As I watched her ride away, I wondered why it bothered me so much to have her go. Then I sighed and hurried off to the embassy to meet my geeba-raku. (That’s what you call your teacher in Koo Muk Dwan.)
McNally was waiting for me, already dressed in his black robes.
“You really love this stuff, don’t you?” I asked as we started our session. Well, not exactly as we started. First we had to do breathing exercises, then sit in silence for several minutes to clear our minds, which is probably a good idea, except whenever I sit in silence, my mind just sort of runs berserk.
“It saved my life,” said McNally. “Twice.”
“You mean because you used it to beat off someone who was trying to kill you?” I asked excitedly.
He shook his head. “No, it saved my life when I was a kid. I was this totally dweeby little guy and—”
“Are you kidding?” I interrupted.
“I don’t kid about this stuff, Tim,” he said sincerely.
I looked at him in astonishment. It was hard to believe this big, buff bodyguard had been a dweeby little kid once. Maybe there was hope for me after all.
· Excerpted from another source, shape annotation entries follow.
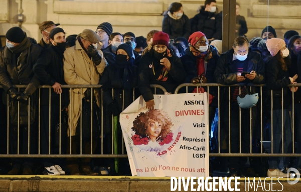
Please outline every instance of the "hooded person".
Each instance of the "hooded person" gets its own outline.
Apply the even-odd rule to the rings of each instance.
[[[69,104],[68,89],[63,89],[61,84],[67,84],[64,76],[64,52],[66,50],[65,32],[62,28],[54,28],[50,31],[49,39],[52,44],[46,48],[40,56],[34,66],[33,71],[43,84],[52,87],[51,90],[51,113],[49,114],[49,89],[41,90],[41,154],[49,154],[49,124],[51,126],[52,151],[51,154],[59,150],[56,146],[56,128],[59,122],[60,110],[62,111],[62,121],[67,114],[67,110]],[[61,94],[61,104],[60,104],[60,94]],[[49,122],[49,116],[51,121]],[[62,136],[67,132],[62,132]],[[66,142],[62,136],[62,154],[66,153]],[[61,158],[43,158],[44,174],[49,175],[65,174],[65,172],[57,164],[63,164]]]
[[[220,56],[214,72],[217,83],[224,85],[239,84],[242,86],[240,88],[238,86],[231,87],[230,98],[228,87],[221,88],[220,92],[221,130],[226,133],[226,136],[229,138],[229,129],[231,128],[231,148],[229,149],[231,152],[239,152],[240,142],[241,152],[248,152],[250,150],[250,110],[242,108],[240,110],[237,98],[240,94],[245,96],[250,93],[249,88],[243,88],[247,84],[251,82],[260,84],[264,82],[263,60],[259,54],[252,52],[249,47],[250,44],[247,38],[244,36],[236,38],[233,42],[233,48],[222,54]],[[243,76],[241,75],[243,72],[247,72],[248,74],[245,76]],[[257,92],[256,88],[252,87],[252,93],[255,94]],[[252,120],[256,120],[259,118],[258,114],[255,112],[257,111],[256,108],[255,106],[251,108]],[[241,122],[244,122],[241,124],[241,137],[239,134],[240,118],[238,118],[240,116]],[[229,120],[230,121],[231,128],[228,126]],[[253,126],[253,124],[252,124]],[[240,138],[241,138],[241,140]],[[246,157],[228,158],[229,176],[236,176],[243,174],[248,176],[258,176],[258,174],[252,172],[244,172],[247,158]]]
[[[146,108],[153,109],[155,104],[150,84],[164,87],[168,92],[173,92],[183,83],[186,73],[181,60],[173,54],[168,48],[168,34],[159,32],[153,38],[153,42],[144,50],[138,69],[138,86]],[[159,94],[164,94],[158,91]]]
[[[269,110],[272,110],[272,152],[277,153],[281,150],[280,146],[282,140],[283,152],[291,153],[291,127],[288,112],[288,108],[291,104],[291,100],[289,99],[290,96],[289,96],[289,90],[295,92],[297,87],[287,87],[288,85],[295,83],[294,80],[290,76],[288,72],[290,64],[289,51],[286,47],[285,42],[281,39],[272,38],[268,39],[265,43],[271,56],[265,62],[265,74],[267,90],[267,103],[270,108]],[[283,95],[283,98],[282,96],[279,96],[281,95]],[[269,104],[271,104],[271,106]],[[271,106],[272,106],[272,108]],[[283,131],[283,134],[282,130]],[[269,158],[268,176],[288,176],[287,169],[289,168],[289,158],[284,157],[282,172],[278,169],[279,160],[278,157]],[[297,173],[298,174],[299,173]]]
[[[107,108],[109,111],[109,112],[104,114],[104,126],[106,128],[112,127],[112,115],[114,120],[119,118],[121,112],[134,100],[133,88],[137,86],[137,67],[133,64],[132,52],[130,42],[119,46],[116,50],[116,60],[113,64],[106,67],[103,72],[100,84],[102,85],[101,88],[103,108]],[[117,125],[116,130],[121,130],[119,123],[113,124]],[[104,132],[108,132],[106,136],[111,138],[111,128]],[[116,140],[114,138],[114,142],[122,140],[122,135],[121,132],[114,130],[114,136],[117,137]],[[118,147],[114,148],[114,152],[116,150],[119,152],[122,151],[122,145],[120,142],[119,144],[120,144],[117,145]],[[111,146],[111,144],[108,144],[108,146]],[[108,150],[111,151],[112,149],[109,148]],[[122,166],[119,166],[120,168],[119,172],[115,166],[116,172],[119,174],[128,174],[130,172],[127,159],[119,160],[119,163]],[[113,169],[112,168],[111,168]]]
[[[184,36],[188,38],[191,34],[190,22],[183,12],[182,4],[178,2],[170,6],[167,14],[163,18],[162,31],[169,36],[170,38]]]
[[[39,79],[33,72],[33,66],[42,52],[43,48],[33,44],[26,33],[19,27],[11,28],[6,34],[6,46],[0,49],[0,82],[6,93],[8,94],[10,119],[10,154],[28,154],[28,140],[20,141],[18,146],[18,134],[20,137],[28,135],[28,100],[30,98],[30,153],[36,152],[35,130],[37,126],[38,95],[36,90],[40,86]],[[17,90],[13,85],[26,84],[26,88]],[[8,104],[8,94],[4,94],[4,102]],[[20,108],[18,102],[20,101]],[[20,118],[18,116],[20,108]],[[20,132],[17,130],[20,124]],[[23,148],[22,146],[26,147]],[[21,168],[23,174],[33,174],[33,162],[29,158],[14,158],[13,169],[9,174],[18,174]],[[21,174],[22,172],[21,172]]]
[[[95,32],[86,29],[79,34],[75,42],[75,46],[69,48],[65,51],[64,54],[64,74],[65,82],[68,84],[98,84],[100,76],[107,65],[107,62],[103,57],[103,54],[100,50],[101,46],[98,44],[100,41],[100,38]],[[91,104],[87,104],[93,102],[93,112],[94,110],[99,110],[101,101],[100,96],[97,89],[93,89],[92,92],[90,89],[84,88],[81,92],[81,89],[74,88],[70,92],[71,100],[68,106],[68,108],[70,109],[68,110],[70,120],[68,120],[69,128],[68,132],[68,139],[70,139],[70,137],[72,138],[72,148],[76,148],[80,145],[79,137],[80,132],[79,131],[81,124],[80,116],[82,115],[83,116],[83,114],[81,114],[81,100],[84,98],[82,101],[83,102],[85,102],[85,104],[87,104],[86,106],[88,106],[89,104],[91,106]],[[95,100],[92,101],[91,100],[91,96],[95,98]],[[90,118],[91,119],[91,117]],[[84,118],[82,118],[83,121],[86,120],[84,120]],[[97,120],[93,119],[93,122],[96,124]],[[91,124],[90,121],[88,122]],[[97,128],[95,126],[96,126],[96,124],[93,124],[92,128],[93,130],[96,130],[96,134],[97,134]],[[91,128],[91,126],[90,127]],[[84,138],[83,146],[86,146],[84,148],[84,152],[83,152],[85,154],[91,152],[91,136],[90,136],[90,138],[89,138],[90,136],[88,134],[89,132],[91,132],[91,130],[87,130],[86,132],[82,132],[83,138]],[[95,138],[97,137],[97,135],[93,135],[92,136],[94,138],[92,140],[92,151],[94,152],[97,144],[97,142]],[[68,142],[67,144],[69,144],[69,142]],[[69,147],[67,146],[67,150],[69,150]],[[67,153],[68,152],[67,152]],[[75,150],[75,151],[72,151],[72,152],[76,154],[76,151]],[[81,160],[82,168],[86,174],[98,174],[98,173],[91,170],[90,158],[82,158]],[[67,166],[71,170],[71,174],[80,174],[77,158],[68,158]]]
[[[261,32],[261,38],[267,40],[271,38],[277,38],[276,30],[272,26],[266,26]]]

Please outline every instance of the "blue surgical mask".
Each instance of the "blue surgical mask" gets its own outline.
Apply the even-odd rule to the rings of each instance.
[[[8,48],[13,48],[14,47],[14,44],[15,44],[15,43],[12,44],[11,42],[7,42],[7,46]]]

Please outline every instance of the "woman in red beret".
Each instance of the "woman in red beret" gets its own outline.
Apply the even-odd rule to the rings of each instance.
[[[186,78],[185,70],[180,58],[168,47],[168,34],[157,32],[153,42],[145,48],[138,68],[139,90],[146,102],[146,108],[154,109],[154,95],[150,85],[162,86],[168,92],[173,92]],[[164,94],[157,90],[157,94]]]

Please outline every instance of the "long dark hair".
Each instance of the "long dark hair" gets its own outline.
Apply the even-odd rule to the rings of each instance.
[[[280,53],[281,50],[279,50],[277,54],[274,56],[274,58],[280,62],[282,70],[286,72],[287,70],[288,66],[290,66],[290,56],[288,56],[286,58],[283,58],[280,54]]]

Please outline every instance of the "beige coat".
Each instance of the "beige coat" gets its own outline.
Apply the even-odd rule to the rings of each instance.
[[[100,48],[100,46],[98,46],[97,50]],[[96,66],[92,60],[89,58],[78,40],[76,40],[75,46],[67,49],[64,54],[64,74],[66,82],[68,84],[98,84],[99,75],[103,72],[104,68],[107,64],[102,52],[98,50],[98,52],[101,56],[102,60],[100,64]],[[71,135],[75,135],[76,126],[81,112],[80,101],[84,98],[84,92],[86,90],[87,88],[83,88],[83,94],[81,96],[80,88],[73,89],[70,94],[71,100],[68,106],[68,136],[70,129],[71,130]],[[97,105],[100,106],[100,98],[98,89],[94,89],[94,92]]]

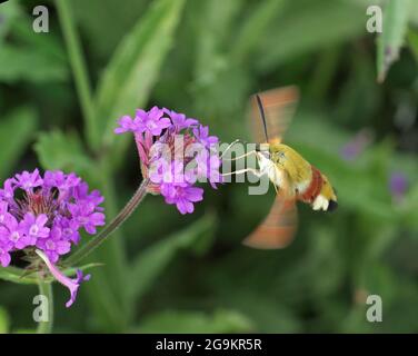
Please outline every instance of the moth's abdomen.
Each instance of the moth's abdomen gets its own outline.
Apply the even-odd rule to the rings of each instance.
[[[311,166],[312,178],[309,186],[298,196],[299,200],[312,206],[314,210],[335,210],[337,197],[327,177],[320,170]]]
[[[300,191],[299,199],[307,204],[312,204],[316,197],[321,191],[322,188],[322,175],[321,172],[311,166],[312,175],[310,179],[310,184],[303,191]]]

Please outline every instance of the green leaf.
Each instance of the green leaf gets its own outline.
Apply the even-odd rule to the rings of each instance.
[[[76,132],[54,130],[39,135],[34,145],[38,158],[46,169],[63,169],[76,171],[82,177],[91,176],[93,162]]]
[[[382,82],[398,60],[409,17],[409,0],[389,0],[384,13],[382,33],[377,40],[377,80]]]
[[[102,266],[102,264],[87,264],[81,267],[77,268],[66,268],[62,269],[62,273],[68,276],[76,276],[77,269],[80,269],[82,271],[86,271],[88,269],[94,268]],[[19,285],[37,285],[38,284],[38,277],[36,273],[28,273],[26,269],[17,268],[17,267],[2,267],[0,268],[0,279],[7,280],[7,281],[12,281]],[[53,277],[49,276],[44,278],[46,283],[51,283],[53,281]]]
[[[166,237],[141,253],[132,264],[130,284],[127,286],[131,298],[141,297],[178,251],[193,248],[199,239],[208,238],[208,235],[213,234],[215,226],[213,216],[207,215],[185,230]]]
[[[97,93],[97,118],[107,144],[116,120],[145,105],[173,40],[185,0],[153,1],[117,48]]]
[[[213,315],[178,310],[158,313],[146,318],[136,332],[222,334],[249,333],[252,329],[251,320],[241,313],[220,309],[215,312]]]
[[[0,307],[0,334],[7,334],[9,333],[9,315],[4,308]]]
[[[64,62],[57,60],[36,47],[0,47],[0,81],[17,82],[27,80],[31,82],[64,81],[68,69]]]
[[[273,70],[309,51],[329,48],[365,33],[365,9],[344,1],[289,1],[285,13],[260,38],[256,67]]]
[[[409,48],[414,53],[415,60],[418,62],[418,31],[409,29],[408,31]]]
[[[232,49],[232,56],[241,59],[248,55],[263,36],[270,22],[280,14],[286,0],[268,0],[259,2],[258,8],[251,13],[239,31]]]
[[[0,24],[0,43],[2,42],[4,36],[9,32],[10,26],[13,23],[14,19],[20,14],[20,8],[17,1],[9,1],[1,4],[1,24]]]
[[[0,179],[6,178],[32,139],[37,127],[34,111],[21,107],[0,121]],[[10,138],[13,139],[10,139]]]

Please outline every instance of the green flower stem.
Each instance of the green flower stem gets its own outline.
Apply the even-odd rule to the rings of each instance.
[[[96,125],[94,105],[86,69],[86,61],[81,51],[80,40],[69,2],[69,0],[57,0],[57,11],[67,44],[71,69],[74,76],[76,88],[86,122],[88,141],[92,149],[97,149],[100,142]]]
[[[104,229],[100,231],[100,234],[96,235],[89,243],[82,246],[78,251],[76,251],[72,256],[67,258],[64,261],[66,266],[72,266],[79,263],[82,258],[88,256],[93,249],[100,246],[106,238],[108,238],[115,230],[117,230],[135,211],[138,205],[142,201],[145,196],[147,195],[147,186],[149,184],[148,179],[143,179],[137,191],[135,192],[133,197],[128,201],[128,204],[123,207],[122,210],[115,217],[115,219],[107,226]]]
[[[52,284],[46,281],[41,274],[38,275],[39,294],[48,299],[48,322],[39,322],[37,334],[51,334],[53,326],[53,294]]]

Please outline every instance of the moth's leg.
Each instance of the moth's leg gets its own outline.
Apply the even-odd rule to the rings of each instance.
[[[262,172],[260,172],[259,170],[257,170],[255,168],[245,168],[245,169],[239,169],[239,170],[236,170],[236,171],[230,171],[228,174],[222,174],[222,177],[232,176],[232,175],[242,175],[242,174],[246,174],[246,172],[251,172],[255,176],[257,176],[258,178],[260,178],[263,175]]]
[[[238,160],[238,159],[241,159],[241,158],[245,158],[245,157],[249,157],[249,156],[252,156],[252,155],[257,155],[257,151],[252,150],[252,151],[249,151],[247,154],[243,154],[243,155],[235,157],[235,158],[223,158],[223,160]]]

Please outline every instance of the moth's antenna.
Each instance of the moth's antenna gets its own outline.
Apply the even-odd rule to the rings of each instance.
[[[262,126],[265,128],[265,136],[266,136],[266,142],[269,141],[269,137],[267,135],[267,123],[266,123],[266,113],[265,113],[265,108],[262,106],[262,101],[261,101],[261,98],[260,96],[257,93],[256,95],[256,99],[257,99],[257,105],[258,105],[258,109],[260,110],[260,116],[261,116],[261,120],[262,120]]]

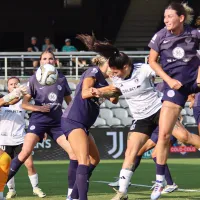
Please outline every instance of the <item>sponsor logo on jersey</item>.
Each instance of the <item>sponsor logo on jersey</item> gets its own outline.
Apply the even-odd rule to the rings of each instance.
[[[173,54],[174,58],[181,59],[185,56],[185,51],[181,47],[176,47],[172,50],[172,54]]]
[[[48,99],[50,100],[50,101],[56,101],[56,99],[57,99],[57,95],[55,94],[55,93],[53,93],[53,92],[51,92],[49,95],[48,95]]]

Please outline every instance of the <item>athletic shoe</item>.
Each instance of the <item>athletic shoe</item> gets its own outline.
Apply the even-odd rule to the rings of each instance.
[[[178,185],[176,185],[175,183],[173,183],[173,185],[166,185],[164,187],[163,191],[161,192],[161,194],[171,193],[171,192],[174,192],[177,189],[178,189]]]
[[[114,188],[113,188],[114,189]],[[117,193],[111,200],[128,200],[128,195],[122,192],[119,192],[118,190],[114,189]]]
[[[108,184],[110,187],[119,187],[119,179],[115,182],[109,183]],[[129,182],[128,187],[131,186],[131,182]]]
[[[6,195],[6,199],[12,199],[12,198],[15,198],[17,196],[17,193],[15,190],[11,190],[7,193]]]
[[[46,197],[46,194],[39,187],[36,187],[35,189],[33,189],[33,194],[37,195],[40,198]]]
[[[156,181],[156,185],[154,187],[153,192],[151,193],[151,200],[159,199],[161,192],[163,190],[164,183]]]

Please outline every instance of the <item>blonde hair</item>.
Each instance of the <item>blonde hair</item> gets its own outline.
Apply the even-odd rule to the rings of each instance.
[[[194,10],[190,6],[188,6],[187,3],[182,3],[182,5],[183,5],[185,12],[186,12],[185,24],[191,24],[192,20],[194,18],[194,15],[193,15]]]
[[[100,56],[100,55],[97,55],[94,58],[92,58],[92,64],[97,65],[97,66],[102,66],[107,61],[108,60],[105,57]]]

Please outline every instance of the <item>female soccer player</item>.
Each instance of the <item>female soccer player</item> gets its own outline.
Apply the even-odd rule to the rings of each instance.
[[[56,62],[55,56],[50,51],[41,54],[40,64],[52,64]],[[58,80],[51,86],[42,86],[33,75],[29,79],[29,93],[24,96],[22,108],[32,111],[29,122],[28,133],[25,136],[22,151],[11,163],[9,178],[12,178],[20,166],[31,155],[37,142],[44,138],[44,134],[49,134],[66,152],[70,159],[76,160],[69,143],[61,130],[60,122],[62,115],[62,102],[65,99],[69,104],[71,101],[71,90],[64,75],[59,73]],[[34,98],[35,105],[29,103]],[[72,170],[73,171],[73,170]]]
[[[5,96],[0,94],[0,107],[15,104],[25,93],[27,93],[26,87],[19,86]],[[5,200],[3,191],[8,178],[10,162],[10,156],[0,148],[0,200]]]
[[[166,27],[157,32],[149,43],[149,64],[165,81],[157,143],[157,186],[152,192],[152,200],[159,198],[163,188],[171,131],[188,95],[199,90],[197,74],[200,59],[197,49],[200,32],[187,25],[192,20],[191,13],[192,9],[186,4],[171,3],[164,13]],[[158,56],[161,65],[157,63]]]
[[[12,92],[19,83],[20,80],[17,77],[9,78],[7,82],[8,92]],[[14,105],[1,108],[0,145],[11,159],[14,158],[14,154],[18,154],[21,151],[25,137],[25,110],[21,108],[21,104],[22,100],[19,99]],[[32,155],[29,156],[24,164],[28,170],[33,193],[38,197],[45,197],[46,194],[38,187],[38,174],[33,165]],[[14,198],[16,196],[14,177],[7,183],[7,186],[9,192],[6,198]]]
[[[79,35],[90,50],[95,48],[95,40],[90,36]],[[90,67],[81,76],[75,97],[62,116],[62,129],[78,159],[76,185],[80,200],[87,200],[88,178],[93,170],[90,165],[89,128],[96,121],[100,104],[104,98],[110,99],[118,94],[119,90],[108,86],[105,78],[108,77],[107,59],[98,58],[98,66]],[[98,91],[97,91],[98,88]],[[117,95],[118,96],[118,95]],[[110,99],[112,102],[115,99]],[[77,145],[78,144],[78,145]],[[73,192],[71,195],[74,198]]]

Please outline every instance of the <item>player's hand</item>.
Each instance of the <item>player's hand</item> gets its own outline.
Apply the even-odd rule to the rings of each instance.
[[[100,97],[102,94],[102,92],[100,92],[97,88],[90,88],[90,93],[95,97]]]
[[[50,112],[50,106],[49,105],[36,106],[36,111],[39,111],[39,112]]]
[[[171,89],[178,90],[182,87],[182,83],[176,79],[170,79],[167,83]]]
[[[11,93],[5,95],[3,97],[3,100],[4,102],[8,103],[15,98],[21,98],[21,96],[22,96],[21,90],[19,88],[15,88]]]

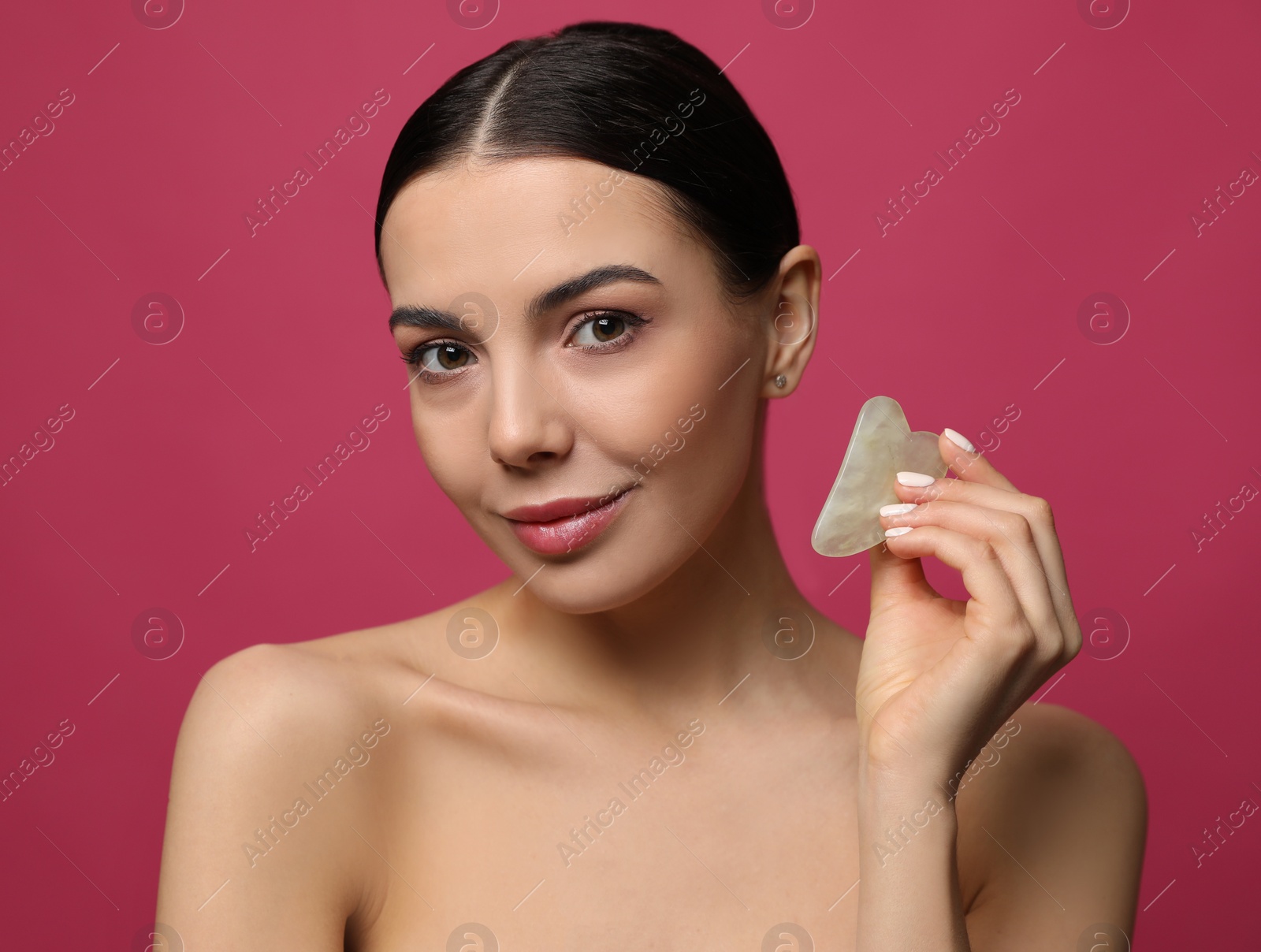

“What I was going to say,” continued McNally, “was that Koo Muk Dwan saved me the first time by giving me enough confidence that other kids just stopped picking on me.”
He moved into the training posture called “Leg of an Ostrich.”
“And the second time?” I asked, imitating him carefully.
“It kept me from getting too cool,” he said. “I almost got hooked up with the wrong group of kids when I was a teenager. My geeba-raku gave me a choice—I could run with them, or study with him. I finally chose to stay with him.” He shook his head. “There were about ten guys in that group. By the time we were twenty-one, three of them were dead, and three were in the slammer. Who knows where I’d be now if I hadn’t had the right teacher?”
I was listening to this with such astonishment that I forgot to breathe properly, and fell over while I was attempting to move into the pose called “the Giraffe’s Elbow.”
“How come Pleskit doesn’t want to learn this?” I asked.
McNally shrugged. “Hevi-Hevians aren’t very interested in the martial arts. I think they believe their civilization has gotten past the need for fighting.” He looked at me carefully. “Can you tell me what’s wrong with that idea?”
“This isn’t about fighting,” I answered quickly, repeating what he had taught me. “It’s about mastering your body.”
McNally smiled and then spun through a blazing series of leaps.
Man, do I want to be like him when I grow up.
The training session was good but exhausting. My muscles ached as I rode home, but I didn’t mind.
Mom was still at the hospital when I got into the apartment. She works as a nurse in the emergency ward, which means she has great stories to tell, really gory things about missing toes and stuff. It took me a while to learn that you can’t talk about that kind of thing when other people are at dinner, ’cause it makes them kind of sick. But since Mom has to deal with it every day, it doesn’t bother her much.
In the living room I stopped to examine the model of the Tarbox Moon Warriors ship that Mom had given me for my birthday. It was an original, from way back when the show first ran, and when I’d opened it, I had been amazed because I know how expensive they are—expensive and just about impossible to get.
“I didn’t buy it, Tim,” she’d said, smiling. “It belonged to your father. I always intended to give it to you when you turned twelve.”
“You are beautiful,” I whispered now, stroking the little ship with my fingertip.
Then I grabbed a snack and headed for my room.
When I walked through my bedroom door, I saw something that startled me so much, I nearly dropped my nachos.